Imagine now our sensitive barbarians sweeping across the civilized world, conquering and destroying like Huns. As barbarians reserve the fairest maidens for their violent beds, we may imagine these sparing for their curious delectation just those works of art which happen to have beautiful material counterparts. Some paintings, certainly, will survive. Those with lots of goldleaf will certainly do so, and certain icons with highly ornamented frames. Or paintings where the colors have a kind of hard mineral brilliance, as in Crivelli or perhaps Mantegna. But how many Rembrandts would make it through under this criterion, how many Watteaus or Chardins or Picassos? Appreciation of these require them to be perceived first as artworks, and hence presupposes availability of the concept we are disallowing the subjects of this Gedankenexperiment. It is not that aesthetics is irrelevant to art, but that the relationship between the artwork and its material counterpart must be gotten right for aesthetics to have any bearing, and though there may be an innate aesthetic sense, the cognitive apparatus required for it to come into play cannot itself be considered innate. …

fig9_1.jpg

Figure 9.1 Andy Warhol, Brillo Box, 1964, Silkscreen ink on plywood, 20 × 20 × 17 inches.

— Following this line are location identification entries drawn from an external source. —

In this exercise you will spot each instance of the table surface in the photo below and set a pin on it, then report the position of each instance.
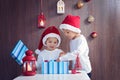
(80, 76)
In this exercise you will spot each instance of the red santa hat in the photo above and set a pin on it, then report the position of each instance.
(71, 23)
(51, 31)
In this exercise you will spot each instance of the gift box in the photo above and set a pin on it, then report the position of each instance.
(53, 67)
(44, 68)
(18, 52)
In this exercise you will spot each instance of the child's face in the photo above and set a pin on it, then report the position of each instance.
(70, 34)
(51, 43)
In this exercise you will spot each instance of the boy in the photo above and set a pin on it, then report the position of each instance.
(78, 44)
(50, 39)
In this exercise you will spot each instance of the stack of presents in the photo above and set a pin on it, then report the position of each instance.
(47, 67)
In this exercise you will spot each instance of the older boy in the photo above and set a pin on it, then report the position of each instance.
(78, 44)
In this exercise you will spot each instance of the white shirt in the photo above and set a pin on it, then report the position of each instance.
(79, 46)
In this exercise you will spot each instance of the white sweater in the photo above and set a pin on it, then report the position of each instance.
(46, 55)
(79, 46)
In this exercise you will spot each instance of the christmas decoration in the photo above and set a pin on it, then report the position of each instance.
(77, 66)
(77, 63)
(29, 64)
(51, 31)
(80, 4)
(87, 0)
(19, 52)
(91, 19)
(60, 7)
(94, 34)
(41, 19)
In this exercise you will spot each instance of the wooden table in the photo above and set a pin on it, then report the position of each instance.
(80, 76)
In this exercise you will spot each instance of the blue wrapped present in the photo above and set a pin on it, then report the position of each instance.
(60, 67)
(51, 67)
(65, 67)
(44, 68)
(18, 52)
(55, 65)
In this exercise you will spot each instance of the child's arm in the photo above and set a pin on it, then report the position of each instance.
(82, 50)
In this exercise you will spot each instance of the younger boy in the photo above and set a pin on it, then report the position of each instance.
(51, 40)
(78, 44)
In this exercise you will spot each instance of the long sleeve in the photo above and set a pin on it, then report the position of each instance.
(79, 46)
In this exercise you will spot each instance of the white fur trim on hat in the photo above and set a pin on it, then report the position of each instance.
(51, 35)
(70, 27)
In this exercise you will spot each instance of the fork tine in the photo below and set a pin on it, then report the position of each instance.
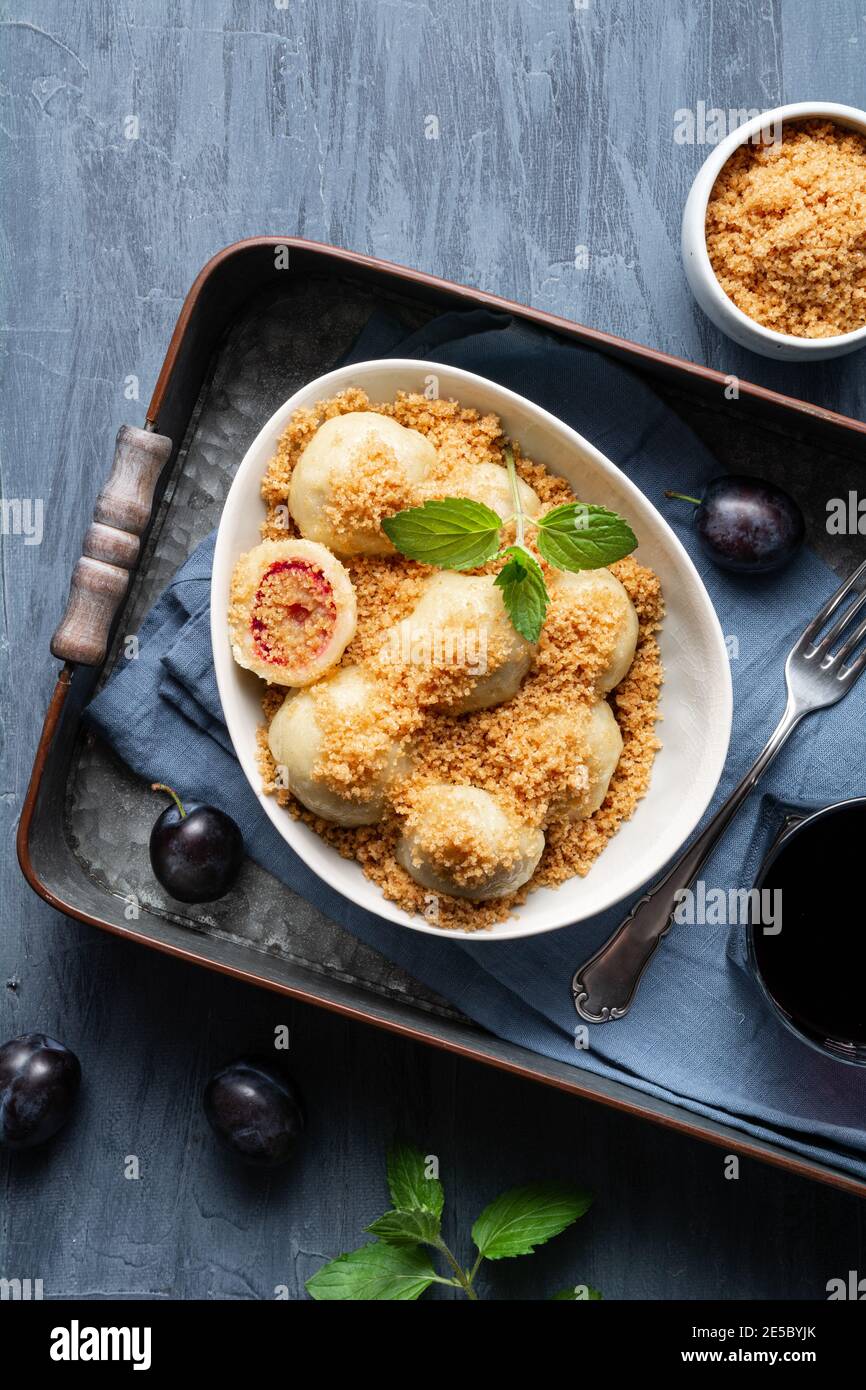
(838, 627)
(854, 641)
(831, 605)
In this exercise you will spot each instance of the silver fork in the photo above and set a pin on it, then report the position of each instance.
(816, 676)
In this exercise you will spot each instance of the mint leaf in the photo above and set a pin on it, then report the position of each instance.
(407, 1182)
(527, 1216)
(455, 534)
(581, 537)
(414, 1228)
(524, 592)
(374, 1273)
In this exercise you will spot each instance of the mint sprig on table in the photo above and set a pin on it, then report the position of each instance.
(398, 1265)
(460, 534)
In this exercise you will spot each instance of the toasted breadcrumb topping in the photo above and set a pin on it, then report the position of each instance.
(376, 485)
(521, 751)
(786, 230)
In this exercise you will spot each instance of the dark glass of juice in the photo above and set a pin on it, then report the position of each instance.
(813, 969)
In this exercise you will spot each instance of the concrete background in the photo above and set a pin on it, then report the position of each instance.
(556, 131)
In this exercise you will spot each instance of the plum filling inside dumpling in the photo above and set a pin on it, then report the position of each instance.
(293, 613)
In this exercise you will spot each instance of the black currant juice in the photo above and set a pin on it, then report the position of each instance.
(815, 968)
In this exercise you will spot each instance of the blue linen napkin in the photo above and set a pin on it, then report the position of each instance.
(699, 1033)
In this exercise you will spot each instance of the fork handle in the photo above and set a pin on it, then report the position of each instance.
(606, 984)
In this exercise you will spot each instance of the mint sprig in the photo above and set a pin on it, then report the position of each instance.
(453, 534)
(460, 534)
(524, 1218)
(584, 537)
(398, 1268)
(524, 591)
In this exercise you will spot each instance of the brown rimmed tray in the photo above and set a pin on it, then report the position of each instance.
(249, 334)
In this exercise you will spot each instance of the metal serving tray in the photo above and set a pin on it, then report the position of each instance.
(250, 332)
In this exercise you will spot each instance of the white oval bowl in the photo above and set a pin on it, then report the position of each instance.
(695, 701)
(699, 271)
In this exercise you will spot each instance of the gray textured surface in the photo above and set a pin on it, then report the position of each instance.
(555, 131)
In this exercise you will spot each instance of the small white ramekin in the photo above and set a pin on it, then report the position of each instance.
(695, 259)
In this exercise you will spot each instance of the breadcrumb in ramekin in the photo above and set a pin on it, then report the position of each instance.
(786, 231)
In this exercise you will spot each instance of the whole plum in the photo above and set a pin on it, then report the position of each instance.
(39, 1080)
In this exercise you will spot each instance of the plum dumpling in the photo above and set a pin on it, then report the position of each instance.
(602, 603)
(355, 470)
(460, 841)
(334, 751)
(460, 624)
(292, 612)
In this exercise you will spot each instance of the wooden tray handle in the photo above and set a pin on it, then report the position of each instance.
(111, 545)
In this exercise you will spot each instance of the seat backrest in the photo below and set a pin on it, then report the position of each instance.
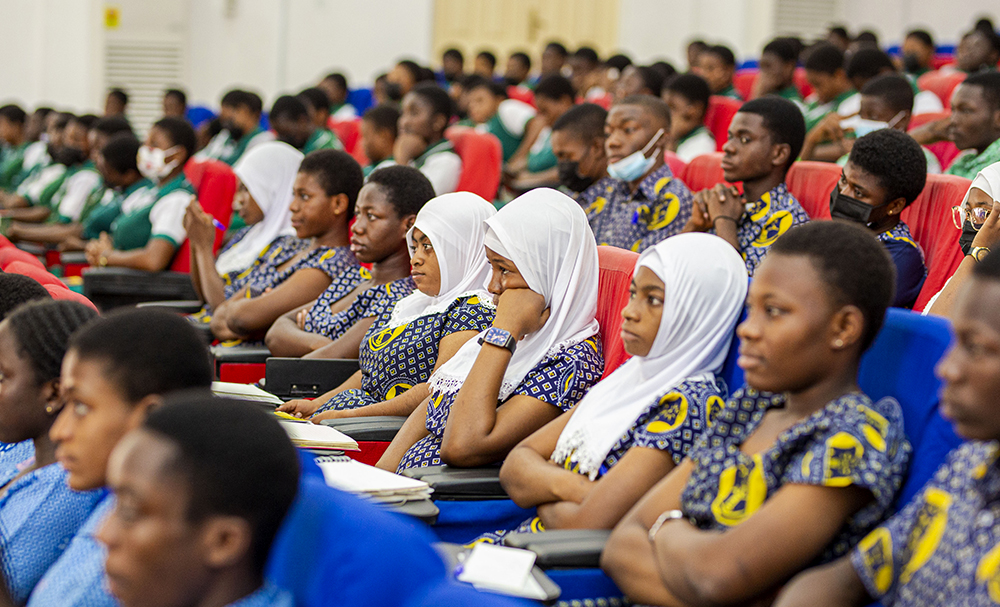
(930, 221)
(482, 159)
(719, 114)
(811, 183)
(616, 267)
(704, 171)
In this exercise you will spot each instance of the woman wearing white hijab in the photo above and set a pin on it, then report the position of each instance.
(590, 465)
(539, 357)
(266, 175)
(425, 329)
(979, 215)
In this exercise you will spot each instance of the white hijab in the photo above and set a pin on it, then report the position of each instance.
(268, 171)
(454, 223)
(546, 235)
(704, 285)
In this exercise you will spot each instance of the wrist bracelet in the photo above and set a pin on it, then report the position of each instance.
(669, 515)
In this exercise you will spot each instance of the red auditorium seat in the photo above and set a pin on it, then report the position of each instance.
(811, 183)
(929, 218)
(616, 266)
(482, 158)
(942, 84)
(719, 114)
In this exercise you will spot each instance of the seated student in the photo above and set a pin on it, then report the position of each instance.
(537, 360)
(151, 229)
(111, 378)
(979, 218)
(39, 513)
(425, 114)
(940, 549)
(764, 139)
(586, 468)
(291, 271)
(175, 103)
(578, 145)
(335, 87)
(884, 174)
(717, 65)
(534, 164)
(640, 202)
(493, 112)
(777, 72)
(213, 490)
(241, 130)
(334, 325)
(424, 329)
(293, 124)
(266, 178)
(828, 79)
(379, 128)
(800, 464)
(687, 97)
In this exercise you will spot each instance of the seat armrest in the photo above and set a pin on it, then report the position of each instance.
(306, 377)
(381, 428)
(461, 483)
(563, 548)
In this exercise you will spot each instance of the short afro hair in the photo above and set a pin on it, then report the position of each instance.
(236, 459)
(406, 188)
(17, 289)
(855, 267)
(895, 159)
(337, 173)
(782, 119)
(145, 352)
(43, 329)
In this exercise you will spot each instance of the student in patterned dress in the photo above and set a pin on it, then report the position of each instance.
(800, 464)
(424, 329)
(941, 549)
(39, 513)
(884, 174)
(294, 270)
(764, 139)
(537, 360)
(334, 325)
(590, 465)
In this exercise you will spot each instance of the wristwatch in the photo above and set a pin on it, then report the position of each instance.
(979, 253)
(500, 338)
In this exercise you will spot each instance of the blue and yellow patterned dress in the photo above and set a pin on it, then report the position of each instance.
(849, 442)
(672, 424)
(560, 380)
(393, 360)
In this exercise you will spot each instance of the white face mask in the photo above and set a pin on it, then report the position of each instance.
(152, 162)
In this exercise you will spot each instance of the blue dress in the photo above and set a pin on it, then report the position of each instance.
(560, 380)
(849, 442)
(394, 360)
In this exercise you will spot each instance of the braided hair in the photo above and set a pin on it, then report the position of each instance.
(43, 329)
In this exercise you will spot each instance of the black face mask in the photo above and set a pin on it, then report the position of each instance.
(968, 235)
(571, 178)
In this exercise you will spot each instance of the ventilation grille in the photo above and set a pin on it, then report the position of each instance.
(144, 69)
(806, 18)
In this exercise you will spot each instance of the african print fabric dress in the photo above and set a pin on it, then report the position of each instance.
(393, 360)
(849, 442)
(560, 380)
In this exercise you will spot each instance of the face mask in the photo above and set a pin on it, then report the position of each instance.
(152, 162)
(634, 165)
(570, 177)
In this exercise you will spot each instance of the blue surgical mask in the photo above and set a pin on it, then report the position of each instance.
(634, 165)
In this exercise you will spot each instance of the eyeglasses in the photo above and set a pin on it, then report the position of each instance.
(977, 216)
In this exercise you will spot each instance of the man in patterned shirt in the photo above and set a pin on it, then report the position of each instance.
(640, 202)
(943, 548)
(765, 137)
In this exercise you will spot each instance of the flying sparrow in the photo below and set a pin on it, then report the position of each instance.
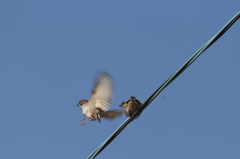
(100, 100)
(130, 106)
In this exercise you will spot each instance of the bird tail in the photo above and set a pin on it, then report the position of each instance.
(111, 114)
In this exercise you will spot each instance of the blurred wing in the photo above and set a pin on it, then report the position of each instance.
(102, 92)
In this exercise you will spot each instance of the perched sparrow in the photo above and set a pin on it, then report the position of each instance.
(130, 106)
(100, 100)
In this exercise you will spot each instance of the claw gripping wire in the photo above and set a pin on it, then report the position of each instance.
(164, 85)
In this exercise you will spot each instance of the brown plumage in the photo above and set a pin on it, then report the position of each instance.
(130, 106)
(100, 100)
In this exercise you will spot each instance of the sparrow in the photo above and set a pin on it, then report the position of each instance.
(100, 100)
(130, 106)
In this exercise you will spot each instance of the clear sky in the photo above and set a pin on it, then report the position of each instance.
(51, 51)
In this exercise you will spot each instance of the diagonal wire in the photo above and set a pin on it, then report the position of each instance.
(164, 85)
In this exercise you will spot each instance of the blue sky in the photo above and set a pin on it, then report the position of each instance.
(52, 50)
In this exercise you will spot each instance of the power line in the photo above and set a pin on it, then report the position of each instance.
(164, 85)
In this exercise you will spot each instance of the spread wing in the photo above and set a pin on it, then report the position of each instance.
(102, 92)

Source: © 2017 The Andy Warhol Foundation for the Visual Arts, Inc. / Artists Rights Society (ARS), New York.

There was a certain sense of unfairness felt at the time when [Andy] Warhol piled the Stable Gallery full of his Brillo boxes; for the commonplace Brillo container was actually designed by an artist, an Abstract Expressionist driven by need into commercial art; and the question was why Warhol’s boxes should have been worth $200 when that man’s products were not worth a dime. Whatever explains this explains, as well, why the primed canvas of Giorgione, in our first example, fails to be an artwork though resembling in every respect the red expanses which are such.

In part, the answer to the question has to be historical. Not everything is possible at every time, as Heinrich Wölflin has written, meaning that certain artworks simply could not be inserted as artworks into certain periods of art history, though it is possible that objects identical to artworks could have been made at that period. …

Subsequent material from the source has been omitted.